To make it all work, we organize apps in folders, and we use Face ID to give us easy login access. In the process, we permit these apps unadulterated access to our data to ensure experiences are good — often with little regard for the way the data is utilized (a topic for another day). App builders have built apps for better UI/UX and connecting to data services such as ride share, hotel and flights, food, and investment services.
Imagine, then, a future AI-powered device with a powerful security operations center with the GPU/NPU and amazing connectivity that allows digital assistants and agents to sit at the operating system level. You can simply talk to your digital assistant.
In my opinion, this is where Apple Intelligence has a big opportunity, in which Siri (or whatever it is ultimately named) understands your request, sifts through apps, and cross references those that deliver the best experience.
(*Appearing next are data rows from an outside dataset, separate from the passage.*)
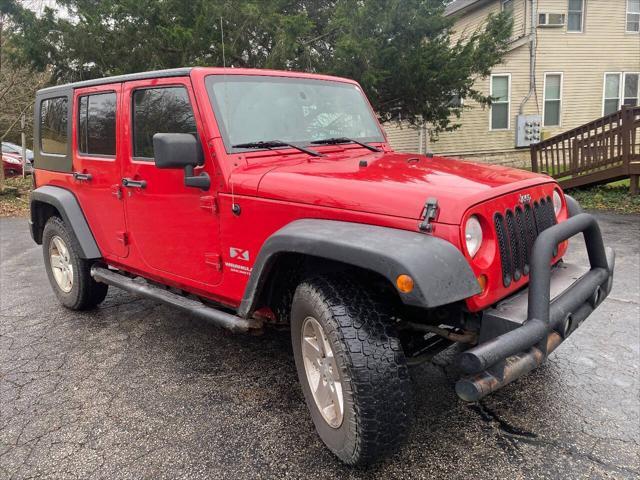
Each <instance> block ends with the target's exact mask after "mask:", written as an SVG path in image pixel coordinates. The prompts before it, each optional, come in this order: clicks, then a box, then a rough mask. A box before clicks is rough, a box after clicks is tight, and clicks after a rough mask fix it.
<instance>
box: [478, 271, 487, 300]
mask: <svg viewBox="0 0 640 480" xmlns="http://www.w3.org/2000/svg"><path fill="white" fill-rule="evenodd" d="M476 280H478V285H479V286H480V295H482V294H483V293H484V291H485V290H486V288H487V276H486V275H485V274H484V273H483V274H482V275H479V276H478V278H477V279H476Z"/></svg>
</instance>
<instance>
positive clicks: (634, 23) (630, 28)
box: [627, 0, 640, 33]
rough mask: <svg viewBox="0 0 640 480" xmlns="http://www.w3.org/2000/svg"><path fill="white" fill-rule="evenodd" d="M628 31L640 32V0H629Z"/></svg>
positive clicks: (627, 11)
mask: <svg viewBox="0 0 640 480" xmlns="http://www.w3.org/2000/svg"><path fill="white" fill-rule="evenodd" d="M627 32H631V33H638V32H640V0H627Z"/></svg>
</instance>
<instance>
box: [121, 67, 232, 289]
mask: <svg viewBox="0 0 640 480" xmlns="http://www.w3.org/2000/svg"><path fill="white" fill-rule="evenodd" d="M123 106H124V107H125V109H126V110H125V111H126V116H127V118H128V119H129V126H128V128H127V132H126V135H125V137H126V139H127V140H126V141H127V143H128V146H127V151H126V158H125V162H124V170H123V175H122V177H123V189H124V191H125V208H126V215H127V226H128V232H129V234H130V236H131V244H132V248H134V250H135V255H136V256H137V257H139V258H138V259H136V260H133V259H131V260H132V261H133V263H134V264H142V265H144V266H143V267H142V268H144V269H145V270H147V271H150V272H151V273H154V274H156V275H160V276H162V277H164V278H168V279H169V280H174V281H178V282H182V283H185V284H190V285H194V286H196V287H197V286H206V285H216V284H218V283H219V281H220V279H221V265H220V256H219V253H220V252H219V223H218V215H217V212H216V208H215V190H214V189H215V187H214V185H212V186H211V189H210V190H209V191H203V190H200V189H198V188H193V187H187V186H185V184H184V172H183V171H182V170H179V169H171V170H161V169H158V168H157V167H156V166H155V163H154V153H153V135H154V134H156V133H191V134H193V135H195V136H196V137H197V138H198V139H199V140H200V143H201V145H202V146H203V148H204V149H205V152H204V153H205V164H204V165H203V166H199V167H196V169H195V172H194V175H199V174H200V173H201V172H202V171H208V172H209V174H210V175H211V176H213V173H212V172H213V171H214V167H213V165H212V164H211V162H212V156H211V155H209V154H208V152H207V148H208V146H207V144H206V141H205V139H204V138H203V137H202V131H203V130H202V124H201V120H200V115H199V111H198V108H197V104H196V102H195V99H194V95H193V91H192V87H191V82H190V79H189V77H177V78H161V79H152V80H140V81H136V82H127V83H125V84H124V88H123ZM132 255H133V254H132Z"/></svg>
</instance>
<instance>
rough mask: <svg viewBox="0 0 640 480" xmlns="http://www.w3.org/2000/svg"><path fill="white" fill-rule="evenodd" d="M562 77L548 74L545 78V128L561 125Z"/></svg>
mask: <svg viewBox="0 0 640 480" xmlns="http://www.w3.org/2000/svg"><path fill="white" fill-rule="evenodd" d="M561 94H562V75H561V74H559V73H553V74H547V75H545V77H544V126H545V127H557V126H558V125H560V107H561V104H562V98H561Z"/></svg>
There will be a similar “super-agent” that will reside on Android as well.
The Ultimate Trip (App)
As of now, if you want to book a trip you may use an aggregator service like Google Flights or an app like Expedia. These apps have access to a broad set of data and a user interface that makes it easy to book a flight or trip. As users, we are limited to the data services of that app and/or a group of apps that we may use to compare to one another (like Google Flights or Lending Tree).
In the future, we will be able to use an OS-level digital assistant that is multi-modal (text, speech) for our needs. Imagine what it would be capable of doing: For instance, I could book a flight to San Francisco, a hotel until Thursday, a driver to pick me up when I arrive, and a reservation for a dinner meeting on Wednesday – all with the ability to confirm meetings and other tasks.
The assistant + agent technology will be able to navigate your preferences like which airline you prefer to fly based upon status, travel budget, and seat preference and availability. It will be able to complete the task with secure payment. It can choose your favorite ride share or car delivery service app, and preferred hotel based on room type, amenities, services and location based upon your meetings.
The same principle applies to restaurant bookings and of course meeting confirmations will be easy, but always useful to be sure you are traveling for good reasons. Furthermore, it can leverage/find data and services that you don’t already have an app for, as well as to find better prices for shopping, travel, or even suggesting a better dinner location based upon the preferences of the person you are meeting.
Why do we need the apps? At least we know it. Are apps deprecated data services and user interfaces that can be generated in real time? Do the apps go away, or do they become more of a data layer like our business apps are likely to become? My preference isn’t the app. It is the experience the app creates. Hail my ride, prepare my coffee, show me my account balance.
Enterprise Apps: First to Go?
And we have all heard from some time that the enterprise app layer is changing. We have the likes of Microsoft, Salesforce, ServiceNow, Oracle, and SAP to name a few all battling to be the single pane of glass for their customers to drive productivity and efficiency. Copilots and Assistants expanding into multi-threaded reasoning agents that can navigate and be the arbiter across a plethora of perhaps soon to be deprecated data services.
Knowing that business applications tend to be harder to utilize with often antiquated user experiences—this space feels like a bastion of opportunity for disruption where instead of navigating between dozens of applications like CRM, ERP, HCM, SCM, you are dealing with and providing a near real time AI generated UX that will be continuously adapted and optimized based on your preferences.
The UI/UX will be an abstraction of the combined open data ecosystem and the ability for us to articulate that need. But we aren’t far away from a multi-modal future where we simply communicate what we need and let the agents do the work.
Apps become a figment of the past. The only question is when.